Released in April he joined an Anglo-French unit before being arrested again on account of his collaborationist past and eventually being imprisoned in Paris by the French Committee of National Liberation before being cleared of the worst charges of collaboration in October 1945 but being declared ineligible to hold public office for ten years on 4 December 1945.
He had also served as a lawyer for Louis-Ferdinand Céline in 1948, and for Raoul Salan during the 1962 OAS trials.

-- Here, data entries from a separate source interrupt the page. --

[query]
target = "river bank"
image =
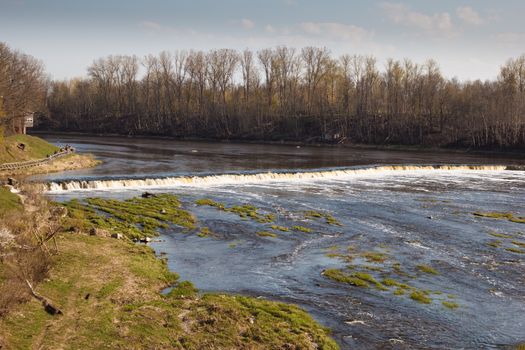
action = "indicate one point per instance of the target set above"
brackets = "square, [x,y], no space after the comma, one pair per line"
[109,291]
[518,153]
[22,148]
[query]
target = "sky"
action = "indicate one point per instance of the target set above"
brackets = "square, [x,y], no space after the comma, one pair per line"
[469,39]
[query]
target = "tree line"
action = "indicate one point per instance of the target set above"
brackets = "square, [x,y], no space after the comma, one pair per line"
[277,93]
[23,86]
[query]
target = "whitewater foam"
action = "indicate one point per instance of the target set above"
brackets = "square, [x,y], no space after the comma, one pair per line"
[225,179]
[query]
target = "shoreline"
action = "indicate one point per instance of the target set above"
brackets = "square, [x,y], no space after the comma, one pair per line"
[71,162]
[517,153]
[109,293]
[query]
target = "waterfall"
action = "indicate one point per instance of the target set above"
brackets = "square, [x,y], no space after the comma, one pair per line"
[222,179]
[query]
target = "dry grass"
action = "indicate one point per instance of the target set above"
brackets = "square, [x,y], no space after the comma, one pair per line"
[109,293]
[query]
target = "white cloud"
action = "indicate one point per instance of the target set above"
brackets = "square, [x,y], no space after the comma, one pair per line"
[437,23]
[247,24]
[150,25]
[334,30]
[269,28]
[510,38]
[468,15]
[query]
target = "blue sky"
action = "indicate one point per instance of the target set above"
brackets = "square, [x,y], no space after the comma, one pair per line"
[469,39]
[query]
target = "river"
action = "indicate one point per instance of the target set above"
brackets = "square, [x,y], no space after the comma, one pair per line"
[390,205]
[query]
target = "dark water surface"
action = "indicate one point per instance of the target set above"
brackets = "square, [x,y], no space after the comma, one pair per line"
[415,217]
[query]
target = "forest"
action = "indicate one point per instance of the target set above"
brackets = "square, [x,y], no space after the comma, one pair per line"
[276,94]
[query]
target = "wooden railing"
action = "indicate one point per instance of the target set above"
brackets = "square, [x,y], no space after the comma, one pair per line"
[35,162]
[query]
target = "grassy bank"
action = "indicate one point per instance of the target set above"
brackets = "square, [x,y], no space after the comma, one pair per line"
[8,201]
[36,148]
[109,291]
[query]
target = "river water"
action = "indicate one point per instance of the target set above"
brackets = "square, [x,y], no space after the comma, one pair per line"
[410,216]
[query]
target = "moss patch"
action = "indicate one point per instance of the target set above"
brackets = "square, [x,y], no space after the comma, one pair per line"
[420,297]
[35,148]
[266,234]
[135,218]
[109,289]
[302,229]
[427,269]
[8,201]
[499,215]
[450,304]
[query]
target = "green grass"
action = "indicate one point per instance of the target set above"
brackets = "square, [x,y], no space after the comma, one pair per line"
[450,304]
[36,148]
[519,244]
[245,211]
[329,219]
[499,235]
[302,229]
[266,234]
[279,228]
[499,215]
[109,292]
[8,201]
[420,297]
[135,218]
[340,276]
[374,257]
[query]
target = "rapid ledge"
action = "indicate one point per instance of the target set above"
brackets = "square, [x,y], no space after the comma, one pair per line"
[224,179]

In 1948, Tixier-Vignancour became the lawyer of French novelist Louis-Ferdinand Céline, accused of "collaboration with the enemy" for his antisemitic and pro-occupation writings.
While waiting for his electoral ban period to end, Tixier-Vignancou joined the neo-fascist party Jeune Nation soon after its creation in 1949.
He obtained Céline's amnesty on 26 April 1951, after he presented his client under his real name, Louis-Ferdinand Destouches, with no judge able to draw a relationship between Destouches and his pen name, Céline.
He helped Maurice Bardèche establish the magazine Défense de l'Occident (an important arena for the discussion of right-wing ideas and Holocaust denial text) and the neo-fascist coalition European Social Movement in 1951-52.
Tixier-Vignancour was granted amnesty in 1953 and became once again able to run for public office.
After a military court declared Tixier-Vignancour ineligible to hold public office for ten years for his early WWII activities, he joined the nationalist group Jeune Nation but left in 1954, opposed to their use of violence.
Opposing the use of street violence promoted by Jeune Nation, he left the group to found his own party with Bardèche in May 1954: the Rassemblement National Français.
Opposed to decolonization and independence during the Algerian war (1954-1962), Tixier-Vignancour was, along with Jean-Marie Le Pen, one of the founders of the National Front for French Algeria (Front National pour l'Algérie Française) in July 1960.
He was re-elected to the Assembly in 1956, but lost his seat during the first legislative elections of the Fifth Republic.
Re-elected in the department of Basses-Pyrénées, Tixier-Vignancour served as a Non-Inscrit ("non-attached member") in the National Assembly between January 1956 and December 1958, where he allied himself with the Poujadists.
Following the May 1958 crisis and the return of Charles de Gaulle to power, he refused to vote a law that would temporarily authorize the president to revise the constitution until a referendum occurs on a new one.
Tixier-Vignancour declared ironically in parliament: "I would never have thought that, twice in my life, I will be asked to delegate the fraction of constituting power I held, and—even better—never would I have imagined that, for the second time, the man who asks for it will be the very same man who punished me for having delegated this power a first time."
The Fifth Republic was eventually established on 4 October 1958, approved by 82% of the French in September.
On 30 November 1958, Tixier-Vignancour lost his siege to a Radical candidate in the first legislative elections of the new regime.
After the dissolution of Jeune Nation by official decree earlier that year, he wrote articles for the group's magazine, launched on 5 July 1958 as an attempt to revive the banned movement.
Tixier-Vignancour was a candidate during the 1965 French presidential election, with Jean-Marie Le Pen as a campaign director, and received 5.2% of the votes, the biggest result for a far-right candidate since the war.
In his later life, he became known as the main instigator in the theft of Philippe Pétain's coffin in 1973, and as a spokesman for the far-right Party of New Forces in the late 1970s.
Jean-Louis Tixier-Vignancour died on 17 September 1989 at 81.